LEO BRAUDY: He is directing our attention, he is directing our focus. He is saying, “I’m paying attention to these people, therefore they are people that you should pay attention to.” We get so much information, we are told that so many people are-so many people are trying to get our attention, how do we know if this new singer or this new actor or actress or this new politician is worth paying attention to? We look to the intermediaries. We look to the columnists, the journalists, we look to the talk show hosts, we look to the producers to tell us these things. Depending on our temperament, we might say, “Ah, they’re all wrong.” We might say, in fact, this actress, this journalist, this politician that nobody is paying attention to is really a lot more interesting than the other ones. But then we’re still buying into the whole system. We’re buying into it in reverse. We’re saying that, in fact, the fame machine makes mistakes, but we’re going to rectify it. Either way, we’re looking to have our choices and our will ratified.

BILL MOYERS: “The fame machine.” I like that term. Once upon a time, the king ran the fame machine.

LEO BRAUDY: Mm-hmm.

BILL MOYERS: Then the priests

LEO BRAUDY: Ran-

BILL MOYERS: -ran the fame machine. And you’re suggesting-who’s running it today?
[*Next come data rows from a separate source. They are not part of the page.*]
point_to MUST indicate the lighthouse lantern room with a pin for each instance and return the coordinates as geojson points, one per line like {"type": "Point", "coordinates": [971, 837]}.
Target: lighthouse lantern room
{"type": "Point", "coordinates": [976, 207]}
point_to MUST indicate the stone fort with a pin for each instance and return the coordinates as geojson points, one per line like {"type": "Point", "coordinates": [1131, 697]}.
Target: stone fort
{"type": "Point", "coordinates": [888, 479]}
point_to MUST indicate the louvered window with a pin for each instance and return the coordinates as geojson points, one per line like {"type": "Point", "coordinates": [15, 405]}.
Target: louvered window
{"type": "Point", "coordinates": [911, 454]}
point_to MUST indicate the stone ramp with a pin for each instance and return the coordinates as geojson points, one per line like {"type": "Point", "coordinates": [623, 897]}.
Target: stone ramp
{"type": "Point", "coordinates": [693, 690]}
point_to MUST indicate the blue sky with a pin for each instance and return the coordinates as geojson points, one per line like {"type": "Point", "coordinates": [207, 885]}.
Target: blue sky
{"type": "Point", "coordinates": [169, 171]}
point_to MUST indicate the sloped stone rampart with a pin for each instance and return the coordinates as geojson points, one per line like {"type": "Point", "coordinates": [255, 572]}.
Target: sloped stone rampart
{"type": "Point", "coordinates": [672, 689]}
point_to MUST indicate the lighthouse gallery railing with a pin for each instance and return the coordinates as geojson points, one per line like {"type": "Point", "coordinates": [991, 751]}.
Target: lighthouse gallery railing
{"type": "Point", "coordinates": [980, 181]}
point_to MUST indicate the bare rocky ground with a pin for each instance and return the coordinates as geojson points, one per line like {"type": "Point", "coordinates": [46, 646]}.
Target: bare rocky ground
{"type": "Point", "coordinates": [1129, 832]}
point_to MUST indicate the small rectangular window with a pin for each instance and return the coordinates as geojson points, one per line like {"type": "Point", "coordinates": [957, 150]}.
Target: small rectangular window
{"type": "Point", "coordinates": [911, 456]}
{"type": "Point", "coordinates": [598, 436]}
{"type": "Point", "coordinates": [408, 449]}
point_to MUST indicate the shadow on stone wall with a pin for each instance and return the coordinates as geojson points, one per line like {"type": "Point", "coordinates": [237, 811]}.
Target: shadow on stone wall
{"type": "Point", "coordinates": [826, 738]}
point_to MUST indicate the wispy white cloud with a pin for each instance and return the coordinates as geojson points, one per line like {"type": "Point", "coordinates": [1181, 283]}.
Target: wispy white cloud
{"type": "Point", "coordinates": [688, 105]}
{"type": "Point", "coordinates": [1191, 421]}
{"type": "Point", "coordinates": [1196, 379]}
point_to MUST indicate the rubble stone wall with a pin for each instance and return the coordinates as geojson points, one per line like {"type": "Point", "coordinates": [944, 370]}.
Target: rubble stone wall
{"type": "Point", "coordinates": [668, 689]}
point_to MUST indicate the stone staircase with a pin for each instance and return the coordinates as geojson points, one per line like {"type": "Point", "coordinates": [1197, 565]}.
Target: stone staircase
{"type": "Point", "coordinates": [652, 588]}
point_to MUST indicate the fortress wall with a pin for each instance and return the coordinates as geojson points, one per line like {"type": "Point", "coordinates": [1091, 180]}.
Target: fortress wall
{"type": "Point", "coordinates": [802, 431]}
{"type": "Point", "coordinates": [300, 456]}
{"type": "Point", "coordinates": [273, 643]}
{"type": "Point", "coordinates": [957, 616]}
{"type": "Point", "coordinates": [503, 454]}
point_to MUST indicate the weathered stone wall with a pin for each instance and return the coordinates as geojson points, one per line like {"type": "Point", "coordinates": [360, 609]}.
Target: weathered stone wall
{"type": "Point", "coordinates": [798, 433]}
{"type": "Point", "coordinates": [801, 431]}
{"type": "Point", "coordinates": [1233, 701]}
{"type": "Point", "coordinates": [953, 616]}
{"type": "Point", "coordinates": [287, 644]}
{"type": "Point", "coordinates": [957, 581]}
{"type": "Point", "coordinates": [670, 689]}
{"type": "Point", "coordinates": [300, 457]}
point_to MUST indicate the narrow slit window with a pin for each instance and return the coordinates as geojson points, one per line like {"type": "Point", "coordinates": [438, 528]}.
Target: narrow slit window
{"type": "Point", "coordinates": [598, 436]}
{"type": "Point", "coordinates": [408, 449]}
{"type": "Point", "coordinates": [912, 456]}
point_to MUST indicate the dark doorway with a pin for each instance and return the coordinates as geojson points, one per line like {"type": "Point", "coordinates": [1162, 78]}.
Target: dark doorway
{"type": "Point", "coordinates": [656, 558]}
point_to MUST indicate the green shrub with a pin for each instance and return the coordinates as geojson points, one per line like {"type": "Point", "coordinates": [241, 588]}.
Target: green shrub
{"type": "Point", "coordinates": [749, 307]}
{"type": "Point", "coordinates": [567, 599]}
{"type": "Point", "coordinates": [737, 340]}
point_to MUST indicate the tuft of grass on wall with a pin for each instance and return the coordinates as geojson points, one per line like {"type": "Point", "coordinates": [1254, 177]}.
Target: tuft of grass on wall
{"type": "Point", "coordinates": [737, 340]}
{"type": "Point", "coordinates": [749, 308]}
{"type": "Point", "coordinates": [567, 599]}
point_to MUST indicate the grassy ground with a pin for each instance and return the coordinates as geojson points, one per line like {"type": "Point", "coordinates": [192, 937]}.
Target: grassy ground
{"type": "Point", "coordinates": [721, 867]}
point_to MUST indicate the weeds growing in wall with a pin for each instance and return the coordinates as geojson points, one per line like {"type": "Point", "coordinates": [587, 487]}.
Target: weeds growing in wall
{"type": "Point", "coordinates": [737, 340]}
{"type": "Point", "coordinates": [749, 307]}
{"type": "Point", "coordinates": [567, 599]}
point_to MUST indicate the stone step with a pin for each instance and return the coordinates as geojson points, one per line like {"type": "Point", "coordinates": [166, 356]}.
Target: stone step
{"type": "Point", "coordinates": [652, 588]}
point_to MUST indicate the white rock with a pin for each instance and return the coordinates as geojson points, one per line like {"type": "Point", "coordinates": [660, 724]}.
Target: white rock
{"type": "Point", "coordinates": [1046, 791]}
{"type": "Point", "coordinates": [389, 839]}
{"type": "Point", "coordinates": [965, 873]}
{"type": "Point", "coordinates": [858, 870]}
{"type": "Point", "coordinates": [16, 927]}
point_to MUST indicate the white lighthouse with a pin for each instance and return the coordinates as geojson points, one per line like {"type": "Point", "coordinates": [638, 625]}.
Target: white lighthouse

LEO BRAUDY: We are. We’re running it. I think that’s my-probably my most optimistic view. We are running it. Other people put it together, other people set it in motion, but we give it all the energy and we can turn it off, too. We really have that power. We can be flimflammed for a while, but not in the long run.

BILL MOYERS: You don’t seem very cynical about this.

LEO BRAUDY: Well, I think the cynical position is the most normal position, and I think the problem with it is that it somehow assumes that there was, at some time, there was an Eden in which this wasn’t true. And the cynical position wishes that we were back then, that we weren’t so corrupt, that there wasn’t television or there wasn’t newspapers or whatever particular thing bothers the cynic the most. But I’m much more interested in how we deal with what’s happening right now, how we-

BILL MOYERS: When fame, with this explosion of fame-

LEO BRAUDY: -with the explosion of fame, how we understand it as part of what’s going on in our culture, and in a sense, how it’s unavoidable. I’m not-I don’t think it’s going to keep increasing and continually expanding its bounds necessarily, but on the other hand, we’re never-we’re not going to get smaller as a society, we’re not going to get less complex as a society. The modes of communication are going to become more and more elaborate. There’s going to be more and more information. So I think the challenge is to try to understand that, to figure out exactly how we can discern what’s valuable and what isn’t valuable. And especially when the topic of fame and image, a lot of negative things that happen, a lot of superficial and trivial things, but on the other hand, we’ve learned a lot about fame. We’ve learned a lot about the famous. And we keep paying that attention, and I think that’s part of true democracy.

BILL MOYERS: From his home in Los Angeles, this has been a conversation with Leo Braudy. I’m Bill Moyers.

This transcript was entered on May 18, 2015.